Defense part II: Dress for success.

Today we get a bit of a follow up on the last posts’ discussion on American attitudes towards personal and civic safety, and connecting the dots with previously mentioned and linked items.

First, Phoenix Jones is back in the news. For those not familiar with him and the Rain City Superhero movement, this interview and video are probably as good an intro as any (sorry, embedding isn’t working).

And yes, this is a part of a national movement. If the kind of civic self defense I mentioned in the last post is becoming mainstream, then the real-life superhero movement is the radical fringe- and let’s face it, while they’re literally off base, any movement is going to have some sort of radical fringe that trickles down in to a more stable, acceptable manner in the larger population.

Today’s news is about Phoenix Jones getting his nose broken while being held at gunpoint.

There’s a difference between doing what you have to when trouble comes to you, and doing what you can to seek it out- a difference dictated by profession for some (in Law Enforcement, for example), but by choice for others. That’s their choice to make, but certainly not something I’m going to publicly advocate… and yet I do like what it speaks to in our culture: the idea that we don’t want to just sit back and let Kitty Genovese die this time. I considered and briefly pursued a career in law enforcement, partly due to the personal revelation (brought on in part by mall shootings in my area) that I didn’t like the idea of running away from the problem when things went bad… that at least a part of me wanted to be one of the ones going to make it better. The advantage of looking for trouble is you can prepare- ballistic codpiece, distinctive uniform, taser baton and all. The disadvantage is that you are more likely to find it, and it may not fight on your terms… which is when well-intentioned people get hurt.

Apparently the mask isn't reinforced...

Phoenix makes a good point about the uniform serving as identification to responders, so he isn’t shot by the police (at least not by accident, anyway). Capitalism being even more near and dear to our society than beating up bad-guys, there’s of course places now catering to the superhero market in need of threads, like HEROGEAR. The close call in the Gifford shooting shows how close that can be- and how it’s not always the police who are the first armed responders you have to consider. In that sense, all this publicity helps him. Granted, now anyone on the street also knows he has a ballistic vest and ballistic codpiece, so they’re more likely to shoot him somewhere more immediately dangerous.

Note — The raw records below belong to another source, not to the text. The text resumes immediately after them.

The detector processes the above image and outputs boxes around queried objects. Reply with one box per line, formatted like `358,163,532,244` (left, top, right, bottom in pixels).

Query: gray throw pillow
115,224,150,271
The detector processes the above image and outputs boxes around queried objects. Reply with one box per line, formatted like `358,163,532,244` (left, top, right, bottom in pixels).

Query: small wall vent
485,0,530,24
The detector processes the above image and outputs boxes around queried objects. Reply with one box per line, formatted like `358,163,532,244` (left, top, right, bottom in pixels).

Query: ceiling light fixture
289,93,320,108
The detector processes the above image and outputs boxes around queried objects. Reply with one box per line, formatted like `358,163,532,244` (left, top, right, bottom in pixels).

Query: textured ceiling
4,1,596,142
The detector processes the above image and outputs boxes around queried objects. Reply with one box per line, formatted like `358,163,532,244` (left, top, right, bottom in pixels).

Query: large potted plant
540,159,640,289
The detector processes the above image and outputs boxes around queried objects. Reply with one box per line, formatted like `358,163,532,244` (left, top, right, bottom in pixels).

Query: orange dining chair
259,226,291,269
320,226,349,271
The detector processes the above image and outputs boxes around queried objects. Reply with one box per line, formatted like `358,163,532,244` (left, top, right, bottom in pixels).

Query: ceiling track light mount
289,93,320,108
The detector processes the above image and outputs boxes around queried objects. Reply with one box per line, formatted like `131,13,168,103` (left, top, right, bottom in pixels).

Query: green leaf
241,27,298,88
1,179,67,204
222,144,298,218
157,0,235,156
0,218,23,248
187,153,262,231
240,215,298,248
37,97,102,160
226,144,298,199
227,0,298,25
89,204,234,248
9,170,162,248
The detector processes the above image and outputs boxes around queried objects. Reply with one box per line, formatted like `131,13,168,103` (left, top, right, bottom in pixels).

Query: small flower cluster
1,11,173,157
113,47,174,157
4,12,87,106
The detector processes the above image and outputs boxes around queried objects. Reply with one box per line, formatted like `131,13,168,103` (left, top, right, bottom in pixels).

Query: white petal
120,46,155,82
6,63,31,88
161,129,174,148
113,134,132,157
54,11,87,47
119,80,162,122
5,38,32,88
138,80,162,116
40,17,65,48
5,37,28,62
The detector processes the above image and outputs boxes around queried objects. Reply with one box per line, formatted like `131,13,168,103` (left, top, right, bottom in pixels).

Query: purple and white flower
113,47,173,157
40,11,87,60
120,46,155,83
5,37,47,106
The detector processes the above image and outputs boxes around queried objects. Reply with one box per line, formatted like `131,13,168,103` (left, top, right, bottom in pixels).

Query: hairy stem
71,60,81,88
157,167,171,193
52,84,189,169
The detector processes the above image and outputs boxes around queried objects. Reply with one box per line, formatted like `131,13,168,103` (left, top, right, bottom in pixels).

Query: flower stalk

There have been similar phenomena in the past, but different… in the 70s it was social collectives, with groups like the Black Panthers (any racial politics aside, neighborhood protection was a part of what they did) and the Guardian Angels, and the Pink Panthers. It seems like in the 90s and 00s we heard more about radical militia movements centered more around religious or political paranoia than community protection, but perhaps we’re now coming back to a place of personal and communal protection. Frankly I’ll take well-meaning vigilante wackos over religious or political wackos any day.

Lastly, an aside for more of my history and sword geek friends, but somewhat related to superhero costumes: I was glancing again at the National Geographic promo video for the The Medieval Fightbook.  The uniform used in the male/female duel looked somehow wrong… it’s too loose. I remember hearing somewhere (perhaps Tony Wolf at a Paddy Crean, when he was talking about wrestling with the sword?) that the outfits illustrated in Talhoffer were tight leather, and greased. Whether true or not, the baggy cloth of the tv episode doesn’t look right.

He looks so happy- it must be the tight leather outfit she's wearing.

At any rate, if you were going to patrol the streets as a costumed vigilante, wouldn’t you choose the tight leather?